At approximately 9.40pm Bryan Adams took to the Westport main stage. An avid fan for 25 years, I knew I wouldn't be disappointed. Adams rocked Westport to the core. A solid two hours of hits followed. Whether you were a fan or not, you couldn't but enjoy his set. The town was alive with such hits as 'Run to You', 'Summer of '69', '18 till I die' and so much more. Bryan Adams clearly enjoyed the show and thanked Westport for having him. A memorable night was certainly had.
Over the two days I managed to visit every corner of the festival. I met people from all over the country and further afield. At no time did I experience any trouble or even an indication of such. It was a delight to watch young and old alike enjoy a variety of entertainment. Young children were playing football. Older people were sitting in chairs and on the ground soaking up the music and atmosphere. Others like myself danced the weekend away.

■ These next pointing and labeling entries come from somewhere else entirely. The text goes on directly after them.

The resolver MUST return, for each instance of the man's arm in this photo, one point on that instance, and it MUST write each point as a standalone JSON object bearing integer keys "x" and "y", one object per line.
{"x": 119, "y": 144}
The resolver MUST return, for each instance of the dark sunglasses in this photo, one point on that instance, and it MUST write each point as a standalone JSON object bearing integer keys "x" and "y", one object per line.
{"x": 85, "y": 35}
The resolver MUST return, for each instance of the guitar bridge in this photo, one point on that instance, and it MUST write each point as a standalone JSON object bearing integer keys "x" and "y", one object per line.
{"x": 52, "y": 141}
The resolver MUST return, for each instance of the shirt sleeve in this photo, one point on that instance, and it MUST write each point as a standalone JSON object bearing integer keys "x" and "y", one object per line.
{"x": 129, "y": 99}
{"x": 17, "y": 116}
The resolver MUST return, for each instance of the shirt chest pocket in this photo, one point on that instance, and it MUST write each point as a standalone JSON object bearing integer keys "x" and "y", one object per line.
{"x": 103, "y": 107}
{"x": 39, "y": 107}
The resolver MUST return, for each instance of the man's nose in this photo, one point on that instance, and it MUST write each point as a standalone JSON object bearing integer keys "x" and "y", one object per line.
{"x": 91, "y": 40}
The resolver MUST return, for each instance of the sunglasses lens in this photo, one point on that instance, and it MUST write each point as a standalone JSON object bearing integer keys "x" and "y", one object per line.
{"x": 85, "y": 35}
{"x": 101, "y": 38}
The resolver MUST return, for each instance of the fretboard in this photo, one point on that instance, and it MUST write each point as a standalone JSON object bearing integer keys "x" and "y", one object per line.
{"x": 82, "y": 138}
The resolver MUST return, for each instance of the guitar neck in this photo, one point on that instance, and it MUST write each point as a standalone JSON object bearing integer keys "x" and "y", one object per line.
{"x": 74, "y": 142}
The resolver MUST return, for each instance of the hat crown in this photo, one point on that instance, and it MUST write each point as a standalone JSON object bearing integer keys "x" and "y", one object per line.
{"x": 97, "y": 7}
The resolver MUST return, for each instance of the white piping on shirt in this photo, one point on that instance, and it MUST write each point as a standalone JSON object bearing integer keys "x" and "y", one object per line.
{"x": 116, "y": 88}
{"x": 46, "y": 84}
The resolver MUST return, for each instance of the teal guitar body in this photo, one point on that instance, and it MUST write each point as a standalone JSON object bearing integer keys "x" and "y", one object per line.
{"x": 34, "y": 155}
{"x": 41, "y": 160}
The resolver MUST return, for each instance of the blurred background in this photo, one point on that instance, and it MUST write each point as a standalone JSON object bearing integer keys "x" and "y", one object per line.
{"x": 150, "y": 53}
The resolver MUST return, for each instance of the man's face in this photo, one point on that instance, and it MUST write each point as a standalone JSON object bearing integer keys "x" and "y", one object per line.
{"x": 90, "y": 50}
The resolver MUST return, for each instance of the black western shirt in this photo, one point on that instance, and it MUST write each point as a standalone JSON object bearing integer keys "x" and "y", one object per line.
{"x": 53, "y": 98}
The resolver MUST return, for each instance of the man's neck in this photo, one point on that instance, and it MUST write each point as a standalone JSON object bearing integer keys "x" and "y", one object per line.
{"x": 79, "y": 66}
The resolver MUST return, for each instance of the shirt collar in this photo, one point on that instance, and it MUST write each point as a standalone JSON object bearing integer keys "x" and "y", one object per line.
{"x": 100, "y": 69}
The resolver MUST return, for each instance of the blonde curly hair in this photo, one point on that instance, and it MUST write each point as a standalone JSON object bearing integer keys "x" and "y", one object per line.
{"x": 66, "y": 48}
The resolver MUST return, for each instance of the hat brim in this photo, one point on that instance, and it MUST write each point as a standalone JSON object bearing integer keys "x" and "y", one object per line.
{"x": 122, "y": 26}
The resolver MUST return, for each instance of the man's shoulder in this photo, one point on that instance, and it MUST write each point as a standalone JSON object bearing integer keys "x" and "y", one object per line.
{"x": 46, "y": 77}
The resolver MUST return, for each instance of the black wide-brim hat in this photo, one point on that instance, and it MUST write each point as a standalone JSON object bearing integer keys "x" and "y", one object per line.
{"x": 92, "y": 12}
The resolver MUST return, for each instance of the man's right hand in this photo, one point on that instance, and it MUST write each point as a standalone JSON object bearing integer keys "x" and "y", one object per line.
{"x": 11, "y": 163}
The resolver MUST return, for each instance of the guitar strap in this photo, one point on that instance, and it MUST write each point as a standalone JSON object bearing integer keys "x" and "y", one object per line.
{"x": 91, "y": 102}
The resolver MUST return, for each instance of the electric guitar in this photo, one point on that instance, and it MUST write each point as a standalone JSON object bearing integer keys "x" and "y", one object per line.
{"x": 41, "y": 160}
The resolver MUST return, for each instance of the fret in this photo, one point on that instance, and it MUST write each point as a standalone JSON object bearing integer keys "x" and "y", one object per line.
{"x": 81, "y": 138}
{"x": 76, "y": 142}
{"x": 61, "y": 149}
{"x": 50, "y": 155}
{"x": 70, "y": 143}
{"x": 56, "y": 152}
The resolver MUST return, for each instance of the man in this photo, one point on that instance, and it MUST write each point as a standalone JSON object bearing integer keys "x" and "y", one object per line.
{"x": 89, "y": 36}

Food, drink and toilet facilities were second to none. Queues were certainly formed at the different facilities but these were short lived and reduced in very little time. Volunteers were walking around in all areas and ready and willing to help everyone. Staff were friendly and helpful. Security was tight and yet very friendly. Everything about the organisation and running of this weekend was spectacular.
I was very disappointed to read yesterday (Friday) in the Mayo News that there is NO guarantee of the festival being held next year. I hope the coming days and weeks brings better news. This is a festival worth developing and securing for future years. It is a festival which accommodates everyone. On-site camping is available, hotels and guest houses are plentiful. And if these are all booked, there is Sligo to Galway to consider as 'stop overs' for the weekend. Westport is just a short drive (couple of hours) from both. As for value for money, this is exceptional. I've paid €100+ a few years ago to see AC/DC at Punchestown. They were amazing. BUT, getting there and getting back was horrific. And the show lasted just two hours. Westport Festival lasted two DAYS. At just €150 for the weekend, it was extremely good value for money. Whatever your plans are for next summer, if Westport Festival of Music and Food is happening, it is well worth checking out. I certainly will be. As Bryan Adams said, 'Thank you Westport. You've been great.' I'll second that!